After she did not answer her cell, he called Ferelli.
“Captain, it’s Larkin.”
“Missed you earlier.”
“Yeah, got your message. I think our man plans a final kill.”
“No shit?”
“Call the New South Essex sheriff or maybe the state boys. Interpol. ISA. This thing’s so multi-jurisdictional, I have no fuckin’ clue. Get them to Eleven Lake Road. Now.”
“Miss Richards?”
“Afraid so. I’ve called both her phones, no answer. Now we get this intel.” Roarke’s heart lurched. Cold sweat broke upon his skin. He couldn’t afford to let it interfere. He needed a cool head. “Make the call, captain. Tell the Feds if they’ll listen. Tell anyone who’ll listen.”
Dani couldn’t finish her wine. Two active nights and the big meal had done her in, so she called Buddy and they went inside. She brushed her teeth, started to change into pj shorts and a cami when something made the hair of her nape stand up. Instinct screamed danger. Rather than question, she kept on her tank, jeans and soft hikers.
Buddy’s crate remained in the living room. In the interest of time
conservation she shut him in her bathroom.
Adrenaline singing in her blood, she left everything else as it was and
stepped into the dark hall. Slowly, she moved toward the front of the cabin. From the window she could see the lakeshore stretching along the forest’s edge. Lightning streaked down from the black sky. It illuminated the figure of a small boy standing on the beach.
“Michael.” Dan’s belly knotted. “No!” She hadn’t called him. Then,
she’d received a warning that spirits wouldn’t wait.
Dani ran through the house. She left the door open, raced down the steps
and gazed along the lake shore. Rain had begun to blow on the gusty wind. A flash of lightning cast sudden incandescent brilliance. She saw Michael walking far up the shore. Dani broke like a Thoroughbred into a sprint. As she closed the distance, he stopped, turned. She could see the frightened expression on his face as he pointed back at the cabin.
Horrible certainty gripped her. Slowly, she turned. A masculine shape
passed by one of the living room windows.
“Omigod.” Her heart leapt behind her ribs. Adrenaline spurted through her body like cold flame. She flinched and gasped as Michael took her hand in his much smaller one. “Oh, honey, I’m sorry.”
“I know you’re not afraid of me,” he said. “You’re scared of that man.”

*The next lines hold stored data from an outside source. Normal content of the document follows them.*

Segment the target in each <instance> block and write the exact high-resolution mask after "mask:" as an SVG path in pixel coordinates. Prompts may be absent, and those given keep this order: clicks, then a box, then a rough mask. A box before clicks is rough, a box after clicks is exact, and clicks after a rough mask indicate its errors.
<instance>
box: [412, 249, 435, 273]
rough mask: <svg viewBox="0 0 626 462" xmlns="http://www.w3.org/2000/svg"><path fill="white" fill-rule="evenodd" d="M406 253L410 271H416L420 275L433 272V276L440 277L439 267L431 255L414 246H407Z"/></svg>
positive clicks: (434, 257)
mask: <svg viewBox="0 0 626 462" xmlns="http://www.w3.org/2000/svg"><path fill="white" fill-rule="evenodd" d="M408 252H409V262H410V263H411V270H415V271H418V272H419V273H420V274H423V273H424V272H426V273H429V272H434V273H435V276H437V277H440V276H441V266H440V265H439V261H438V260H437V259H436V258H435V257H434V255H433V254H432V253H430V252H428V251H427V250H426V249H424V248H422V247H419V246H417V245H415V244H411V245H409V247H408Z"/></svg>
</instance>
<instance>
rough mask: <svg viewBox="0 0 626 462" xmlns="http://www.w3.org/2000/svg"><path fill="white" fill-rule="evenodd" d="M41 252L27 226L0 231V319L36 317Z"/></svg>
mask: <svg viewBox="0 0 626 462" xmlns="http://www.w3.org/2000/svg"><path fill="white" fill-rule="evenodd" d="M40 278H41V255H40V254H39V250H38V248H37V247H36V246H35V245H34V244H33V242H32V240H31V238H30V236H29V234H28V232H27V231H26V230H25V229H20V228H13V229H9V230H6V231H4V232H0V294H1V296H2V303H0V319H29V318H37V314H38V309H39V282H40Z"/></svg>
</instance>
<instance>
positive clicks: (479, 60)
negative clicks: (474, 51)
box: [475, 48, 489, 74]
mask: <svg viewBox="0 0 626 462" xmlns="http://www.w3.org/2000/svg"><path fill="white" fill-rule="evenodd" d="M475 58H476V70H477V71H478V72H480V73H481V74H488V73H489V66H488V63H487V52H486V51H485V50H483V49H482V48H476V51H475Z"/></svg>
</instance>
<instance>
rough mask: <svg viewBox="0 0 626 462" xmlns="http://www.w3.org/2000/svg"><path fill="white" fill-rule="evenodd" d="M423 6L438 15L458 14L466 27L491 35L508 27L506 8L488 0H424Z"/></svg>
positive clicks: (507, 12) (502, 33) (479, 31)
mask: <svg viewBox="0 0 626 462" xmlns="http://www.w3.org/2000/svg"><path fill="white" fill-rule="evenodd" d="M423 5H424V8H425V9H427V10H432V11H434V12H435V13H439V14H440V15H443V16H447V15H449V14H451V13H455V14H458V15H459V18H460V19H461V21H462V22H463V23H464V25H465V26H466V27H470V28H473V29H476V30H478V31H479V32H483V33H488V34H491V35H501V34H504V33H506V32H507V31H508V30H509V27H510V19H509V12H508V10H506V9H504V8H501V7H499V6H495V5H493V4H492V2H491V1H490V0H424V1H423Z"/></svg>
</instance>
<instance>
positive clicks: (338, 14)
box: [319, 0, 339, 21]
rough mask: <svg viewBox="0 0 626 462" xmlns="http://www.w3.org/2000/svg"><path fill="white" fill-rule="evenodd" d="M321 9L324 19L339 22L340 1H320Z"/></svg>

Her first instinct screamed to get Michael as far away as possible.
Recognizing irrational thinking, she forced herself to focus. “Listen to me. I want you go back to your grandparents. You helped me, and I really appreciate it. But now, I want you to go and be at peace.”
“’Kay.” He hugged her leg and it broke her heart. “Bye.”
He faded. His touch lingered a moment after she could no longer see him.
Then she stood alone in the increasingly heavy rain. Dani moved to the tree line, watched the cabin.
She could wait him out. He’d have no way of knowing she hadn’t gone for
the night. Feeling cooler-headed, she resolved to make the most of her advantage.
A keening cry of animal pain echoed across the lake.
“Buddy!”
Dani broke from cover and dashed back toward the cabin.